Aujourd'hui, la côte sud de la Méditerranée, du Maroc à la Turquie, fait face à un véritable enjeu.
Les défis majeurs sont : la mise en place de systèmes économiques et sociales durables, plus attractifs pour les investisseurs étrangers, la révision des finances publiques, la diversification de l'économie, l'instauration d'institutions solides destinées à stimuler le secteur privé, et enfin, la lutte contre le chômage, qui est également un enjeu international.
La croissance dans la région MENA a été inférieure à son potentiel en 2011 et les nations arabes souhaitent profiter de 2012 pour redresser les économies.

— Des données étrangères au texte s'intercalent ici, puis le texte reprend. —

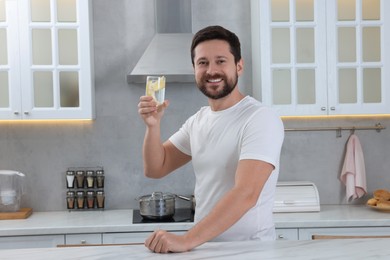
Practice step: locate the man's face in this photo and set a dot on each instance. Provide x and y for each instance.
(216, 73)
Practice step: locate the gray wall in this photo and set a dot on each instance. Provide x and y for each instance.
(122, 30)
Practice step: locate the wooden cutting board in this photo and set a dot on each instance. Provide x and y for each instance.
(21, 214)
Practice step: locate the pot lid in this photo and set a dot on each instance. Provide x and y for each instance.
(156, 196)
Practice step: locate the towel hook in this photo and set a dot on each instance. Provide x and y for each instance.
(338, 132)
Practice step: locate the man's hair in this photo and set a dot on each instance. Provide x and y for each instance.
(216, 32)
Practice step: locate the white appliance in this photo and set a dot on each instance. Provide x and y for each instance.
(296, 196)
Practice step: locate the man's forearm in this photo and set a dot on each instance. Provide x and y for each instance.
(153, 152)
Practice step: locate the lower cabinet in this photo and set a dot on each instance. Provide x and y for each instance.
(16, 242)
(286, 234)
(308, 233)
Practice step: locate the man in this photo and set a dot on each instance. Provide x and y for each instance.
(234, 144)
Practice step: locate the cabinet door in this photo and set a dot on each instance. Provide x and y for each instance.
(291, 39)
(10, 95)
(57, 76)
(83, 239)
(15, 242)
(287, 234)
(45, 59)
(307, 233)
(133, 237)
(322, 57)
(358, 61)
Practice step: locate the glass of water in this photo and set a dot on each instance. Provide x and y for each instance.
(155, 87)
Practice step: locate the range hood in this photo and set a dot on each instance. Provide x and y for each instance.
(168, 54)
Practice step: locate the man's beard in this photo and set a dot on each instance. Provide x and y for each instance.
(227, 88)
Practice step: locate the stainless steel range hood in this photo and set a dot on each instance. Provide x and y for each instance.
(168, 53)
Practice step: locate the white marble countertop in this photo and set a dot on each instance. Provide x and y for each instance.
(64, 222)
(288, 250)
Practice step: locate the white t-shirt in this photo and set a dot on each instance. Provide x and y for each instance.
(217, 140)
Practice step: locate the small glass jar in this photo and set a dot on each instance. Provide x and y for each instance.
(90, 179)
(100, 199)
(70, 200)
(70, 179)
(80, 179)
(80, 200)
(100, 179)
(90, 199)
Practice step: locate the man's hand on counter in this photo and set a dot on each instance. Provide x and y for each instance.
(162, 241)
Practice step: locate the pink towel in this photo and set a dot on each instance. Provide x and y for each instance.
(353, 174)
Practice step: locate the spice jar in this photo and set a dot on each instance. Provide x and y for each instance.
(70, 179)
(80, 199)
(100, 179)
(90, 179)
(80, 179)
(70, 199)
(100, 199)
(90, 199)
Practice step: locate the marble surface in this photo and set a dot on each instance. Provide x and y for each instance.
(294, 250)
(64, 222)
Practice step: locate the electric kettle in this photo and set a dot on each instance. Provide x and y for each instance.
(11, 190)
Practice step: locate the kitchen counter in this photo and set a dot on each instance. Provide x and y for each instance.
(293, 250)
(76, 222)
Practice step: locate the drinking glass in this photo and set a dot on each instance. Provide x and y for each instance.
(155, 87)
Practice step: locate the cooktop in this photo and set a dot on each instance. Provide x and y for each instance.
(181, 215)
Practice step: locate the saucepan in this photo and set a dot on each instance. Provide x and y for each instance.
(160, 205)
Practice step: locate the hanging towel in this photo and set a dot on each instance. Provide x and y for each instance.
(353, 174)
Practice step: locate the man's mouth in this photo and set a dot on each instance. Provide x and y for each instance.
(214, 80)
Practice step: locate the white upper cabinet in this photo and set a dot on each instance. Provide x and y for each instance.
(46, 60)
(316, 57)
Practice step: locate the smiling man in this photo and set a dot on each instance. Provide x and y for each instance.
(234, 145)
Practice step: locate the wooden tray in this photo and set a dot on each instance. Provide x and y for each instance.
(21, 214)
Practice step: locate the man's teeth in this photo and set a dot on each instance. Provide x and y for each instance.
(214, 80)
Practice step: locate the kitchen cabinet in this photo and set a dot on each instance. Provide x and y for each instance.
(46, 69)
(129, 237)
(83, 239)
(307, 233)
(14, 242)
(314, 57)
(287, 234)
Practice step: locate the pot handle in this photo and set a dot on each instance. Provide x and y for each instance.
(183, 198)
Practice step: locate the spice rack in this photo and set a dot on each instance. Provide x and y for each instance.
(85, 188)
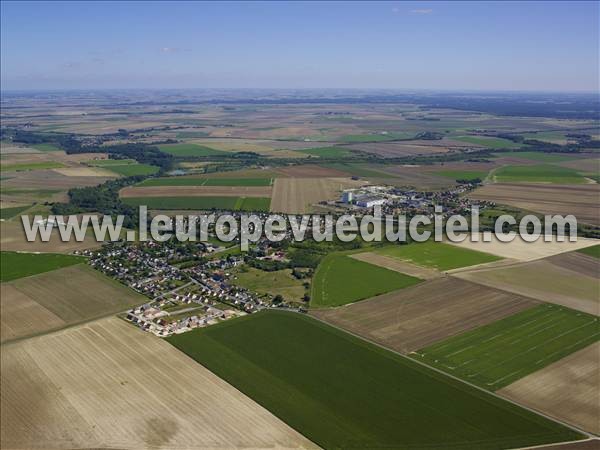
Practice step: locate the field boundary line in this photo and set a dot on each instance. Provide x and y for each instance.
(572, 427)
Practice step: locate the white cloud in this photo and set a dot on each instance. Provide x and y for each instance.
(421, 11)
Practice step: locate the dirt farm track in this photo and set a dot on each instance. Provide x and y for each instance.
(109, 385)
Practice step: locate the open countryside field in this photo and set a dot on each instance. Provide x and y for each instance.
(109, 385)
(498, 354)
(71, 294)
(296, 195)
(525, 251)
(340, 279)
(202, 203)
(566, 389)
(203, 181)
(302, 373)
(278, 282)
(568, 280)
(579, 200)
(421, 315)
(437, 255)
(18, 265)
(190, 150)
(545, 173)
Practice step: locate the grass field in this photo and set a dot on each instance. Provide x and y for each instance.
(329, 152)
(489, 142)
(18, 265)
(591, 251)
(462, 174)
(539, 156)
(7, 213)
(190, 150)
(496, 355)
(437, 255)
(278, 282)
(543, 173)
(30, 166)
(340, 279)
(131, 170)
(202, 203)
(203, 181)
(342, 392)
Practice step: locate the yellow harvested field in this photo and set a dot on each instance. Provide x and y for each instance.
(22, 316)
(297, 195)
(566, 390)
(61, 297)
(12, 238)
(85, 172)
(397, 265)
(580, 200)
(545, 280)
(196, 191)
(107, 384)
(520, 250)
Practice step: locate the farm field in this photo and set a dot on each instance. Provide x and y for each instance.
(566, 389)
(70, 295)
(340, 279)
(488, 142)
(12, 238)
(580, 200)
(397, 265)
(437, 255)
(203, 181)
(562, 280)
(526, 251)
(302, 374)
(202, 203)
(190, 150)
(424, 314)
(278, 282)
(18, 265)
(107, 384)
(544, 173)
(297, 195)
(591, 251)
(498, 354)
(30, 166)
(195, 191)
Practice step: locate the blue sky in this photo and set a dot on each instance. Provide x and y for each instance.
(406, 45)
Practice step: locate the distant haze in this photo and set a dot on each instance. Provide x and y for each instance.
(520, 46)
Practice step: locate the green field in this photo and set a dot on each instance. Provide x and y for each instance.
(190, 150)
(110, 162)
(340, 279)
(7, 213)
(342, 392)
(30, 166)
(132, 170)
(591, 251)
(543, 173)
(496, 355)
(463, 174)
(538, 156)
(18, 265)
(329, 152)
(437, 255)
(203, 181)
(362, 138)
(277, 282)
(202, 203)
(489, 142)
(46, 147)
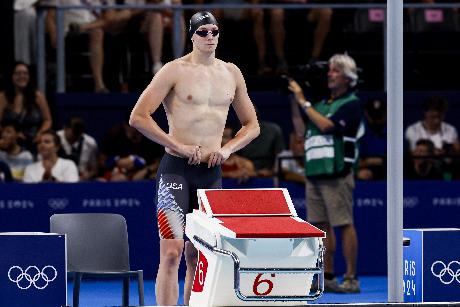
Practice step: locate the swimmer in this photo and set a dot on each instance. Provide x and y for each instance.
(196, 91)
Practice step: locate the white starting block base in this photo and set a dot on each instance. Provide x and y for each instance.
(244, 263)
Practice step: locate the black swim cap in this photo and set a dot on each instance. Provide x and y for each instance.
(199, 19)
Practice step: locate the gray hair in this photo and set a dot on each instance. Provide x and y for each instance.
(347, 65)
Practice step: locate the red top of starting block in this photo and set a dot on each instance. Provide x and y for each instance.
(270, 227)
(247, 202)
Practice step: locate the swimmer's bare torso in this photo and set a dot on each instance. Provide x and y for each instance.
(198, 105)
(196, 98)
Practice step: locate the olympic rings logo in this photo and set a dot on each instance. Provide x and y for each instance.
(32, 276)
(451, 271)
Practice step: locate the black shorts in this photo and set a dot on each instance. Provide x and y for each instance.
(176, 186)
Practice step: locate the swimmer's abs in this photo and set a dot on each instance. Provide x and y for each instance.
(205, 154)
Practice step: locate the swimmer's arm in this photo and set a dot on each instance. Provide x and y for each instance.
(246, 114)
(148, 103)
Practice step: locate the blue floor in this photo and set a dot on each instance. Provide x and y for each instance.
(108, 293)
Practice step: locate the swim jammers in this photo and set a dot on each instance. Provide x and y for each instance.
(176, 186)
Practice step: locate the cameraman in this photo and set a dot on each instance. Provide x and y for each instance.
(331, 134)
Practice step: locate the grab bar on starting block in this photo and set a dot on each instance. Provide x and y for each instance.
(319, 270)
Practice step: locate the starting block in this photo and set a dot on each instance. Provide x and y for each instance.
(253, 249)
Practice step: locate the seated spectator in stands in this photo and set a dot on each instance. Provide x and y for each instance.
(373, 144)
(423, 166)
(124, 152)
(5, 173)
(321, 17)
(79, 147)
(151, 23)
(11, 152)
(443, 135)
(23, 103)
(236, 166)
(262, 151)
(51, 168)
(96, 36)
(292, 160)
(25, 24)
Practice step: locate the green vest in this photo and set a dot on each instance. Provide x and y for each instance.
(325, 153)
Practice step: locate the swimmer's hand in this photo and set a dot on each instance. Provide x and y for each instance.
(218, 157)
(192, 152)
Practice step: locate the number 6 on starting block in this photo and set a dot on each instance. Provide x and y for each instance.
(253, 249)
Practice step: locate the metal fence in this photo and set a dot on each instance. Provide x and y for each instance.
(177, 13)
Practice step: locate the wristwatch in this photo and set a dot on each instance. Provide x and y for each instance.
(306, 104)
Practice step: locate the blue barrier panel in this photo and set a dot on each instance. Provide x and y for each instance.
(33, 270)
(28, 208)
(432, 265)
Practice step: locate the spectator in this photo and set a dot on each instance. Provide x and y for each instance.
(51, 168)
(25, 23)
(332, 133)
(373, 145)
(262, 151)
(321, 17)
(5, 173)
(11, 152)
(292, 160)
(152, 23)
(125, 152)
(423, 165)
(432, 127)
(79, 147)
(23, 103)
(236, 166)
(96, 36)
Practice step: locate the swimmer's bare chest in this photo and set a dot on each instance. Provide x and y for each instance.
(197, 107)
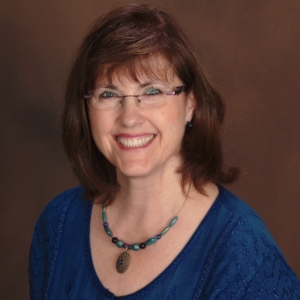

Le FMI estime donc la croissance réelle de la région en 2012 à 4.2%, augmentant de 0.6% les prévisions réalisées en janvier de la même année. Concernant le secteur énergétique, les pays producteurs de "l'or noir" devraient profiter d'une forte hausse des prix pétroliers et les pays importateurs tels que le Maroc et la Tunisi, comptent profiter de cette nouvelle ère pour révéler leurs potentiels énergétiques propres à travers les énergies renouvelables.